Alternatively we can from our root path (solution folder that holds both projects) work like this:

dotnet ef --project ./DataAccessLib --startup-project ./CS_EF_App/ migrations add initialMigration
dotnet ef --project ./DataAccessLib --startup-project ./CS_EF_App/ database update

Notes

Migration-Scripts - the steps EF builds out our DB with.

These are split in 2 functions. Up and Down. Up(MigrationBuilder migrationBuilder) - this creates our tables (and adds ontop of existing ones for followup migrations) Down(MigrationBuilder migrationBuilder) - rolls back our database back down to the state of the previous Migration. Or drops it if that table didnt exist before. So you might loose data when rolling back!

EF is not efficient by default - nvarchar(max) and indexing

limits: varchar(8000) and nvarchar(4000) of how much symbols a row can hold.

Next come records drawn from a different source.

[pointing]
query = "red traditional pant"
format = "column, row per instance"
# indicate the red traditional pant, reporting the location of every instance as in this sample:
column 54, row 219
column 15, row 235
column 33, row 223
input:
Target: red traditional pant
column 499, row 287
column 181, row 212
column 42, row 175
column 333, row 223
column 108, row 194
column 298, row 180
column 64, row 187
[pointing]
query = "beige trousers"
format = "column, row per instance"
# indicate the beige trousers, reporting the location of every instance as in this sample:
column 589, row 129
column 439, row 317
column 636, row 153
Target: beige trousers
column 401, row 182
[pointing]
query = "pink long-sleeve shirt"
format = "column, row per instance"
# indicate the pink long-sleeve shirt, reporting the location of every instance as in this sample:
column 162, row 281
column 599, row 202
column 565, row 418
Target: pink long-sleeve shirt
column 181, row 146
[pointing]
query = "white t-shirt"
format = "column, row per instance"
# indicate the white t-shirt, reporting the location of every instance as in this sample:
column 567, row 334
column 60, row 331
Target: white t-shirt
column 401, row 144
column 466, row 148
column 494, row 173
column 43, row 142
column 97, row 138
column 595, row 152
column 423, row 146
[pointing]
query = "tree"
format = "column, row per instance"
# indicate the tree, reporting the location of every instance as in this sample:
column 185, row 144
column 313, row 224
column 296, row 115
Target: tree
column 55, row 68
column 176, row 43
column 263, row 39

In Windows SqlServer nvarchar(max) goes way beyond that by storing those on the drive as 'files' and just storing a pointer in the db

  • problem is speed for searching on those rows or indexing into them etc.
  • so EF's defaults generated might not always be optimal/sensible depending on use case and underlying database
  • In Sql-Servers case nvarchar(max) also allocates memory for each lookup before reading it out.
    • for a 256 long nvarchar or varchar allocated heap-memory usually will be zero
    • while for a 1024+ .. max will allocate on the heap.
    • the above is just the database itself. So it's performance might degrade quite a bit.

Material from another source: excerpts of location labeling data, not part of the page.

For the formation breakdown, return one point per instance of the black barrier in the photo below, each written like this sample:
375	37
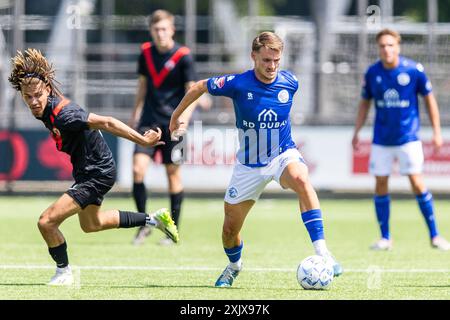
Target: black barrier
32	155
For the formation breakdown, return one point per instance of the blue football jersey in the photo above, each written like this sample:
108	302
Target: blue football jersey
262	113
395	96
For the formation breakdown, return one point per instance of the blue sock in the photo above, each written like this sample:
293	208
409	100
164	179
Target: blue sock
314	224
382	209
234	254
425	202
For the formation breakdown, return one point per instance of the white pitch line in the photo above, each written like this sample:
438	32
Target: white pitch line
196	268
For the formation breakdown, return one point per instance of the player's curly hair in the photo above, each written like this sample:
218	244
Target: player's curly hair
32	65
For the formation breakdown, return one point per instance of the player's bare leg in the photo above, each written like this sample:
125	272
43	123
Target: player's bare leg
173	172
48	225
382	202
425	201
295	176
141	162
235	215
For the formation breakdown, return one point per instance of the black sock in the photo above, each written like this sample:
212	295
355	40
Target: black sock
175	205
59	255
131	219
140	196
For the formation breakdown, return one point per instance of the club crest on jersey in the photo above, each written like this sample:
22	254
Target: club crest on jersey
403	79
169	65
283	96
219	82
232	192
56	132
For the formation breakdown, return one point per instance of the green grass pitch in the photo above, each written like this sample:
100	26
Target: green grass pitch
107	266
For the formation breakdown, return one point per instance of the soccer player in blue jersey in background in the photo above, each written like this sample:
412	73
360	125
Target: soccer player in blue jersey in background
262	100
393	82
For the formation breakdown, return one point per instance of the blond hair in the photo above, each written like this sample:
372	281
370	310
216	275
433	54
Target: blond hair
31	65
159	15
269	40
389	32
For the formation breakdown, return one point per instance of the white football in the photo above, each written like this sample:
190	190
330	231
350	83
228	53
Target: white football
315	272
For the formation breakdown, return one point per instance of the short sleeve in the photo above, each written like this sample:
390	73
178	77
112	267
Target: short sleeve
188	69
222	86
72	118
142	67
366	92
423	84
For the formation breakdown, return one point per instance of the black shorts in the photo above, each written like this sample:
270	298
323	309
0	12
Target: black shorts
170	153
91	189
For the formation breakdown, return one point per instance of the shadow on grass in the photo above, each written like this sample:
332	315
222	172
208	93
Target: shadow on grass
23	284
426	286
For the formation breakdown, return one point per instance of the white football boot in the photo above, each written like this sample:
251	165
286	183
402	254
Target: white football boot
62	277
440	243
382	244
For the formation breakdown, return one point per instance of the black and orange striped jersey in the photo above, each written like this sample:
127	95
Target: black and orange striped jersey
68	124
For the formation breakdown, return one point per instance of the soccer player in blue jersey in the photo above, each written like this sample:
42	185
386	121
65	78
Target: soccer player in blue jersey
393	82
262	100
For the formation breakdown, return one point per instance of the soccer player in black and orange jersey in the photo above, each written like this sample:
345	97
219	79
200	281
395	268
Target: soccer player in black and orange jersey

So to summarize EF by default will not create ideal table design.

The Solution - Data Annotations

We can for example for the zip code go to the more efficient varchar and in general make sensible assumptions about length

using System.ComponentModel.DataAnnotations;
using System.ComponentModel.DataAnnotations.Schema;

namespace DataAccessLib.Models;
public class Address{
public int Id { get; set; }

[Required, MaxLength(200)]
public string StreetAddress { get; set; }

[Required, MaxLength(100)]
public string City { get; set; }

[Required, MaxLength(50)]
public string State { get; set; }

// We can put them in same section or stack them:
[Required]
[MaxLength]
[Column(TypeName = "varchar(10)")] // we can basically write raw sql like this
public string ZipCode { get; set; }
}

Loading in some Json

We use some service(https://json-generator.com/) to quickly generate some json data:

[
'{{repeat(100)}}',
{
FirstName: '{{firstName()}}',
LastName: '{{surname()}}',
Age: '{{integer(20, 40)}}',
Addresses: [
'{{repeat(1,3)}}',
{
StreetAddress: '{{street()}} {{integer(1,250)}}',
City: '{{city()}}',
State: '{{state()}}',
ZipCode: '{{integer(100, 999)}}-{{integer(100, 9999)}}'
}
],
EmailAddresses: [
'{{repeat(1,4)}}',
{
EmailAddress: '{{email(true)}}'
}
]
}
]
  • We make sure the generated.json gets put in our output build. filesGetsCopied.png

  • we can use XEventProfiler for Microsoft SqlServer Management Studio to filter and Profile what actually gets ran against our db.

  • in our Index.cshtml.cs we add our json data to our db.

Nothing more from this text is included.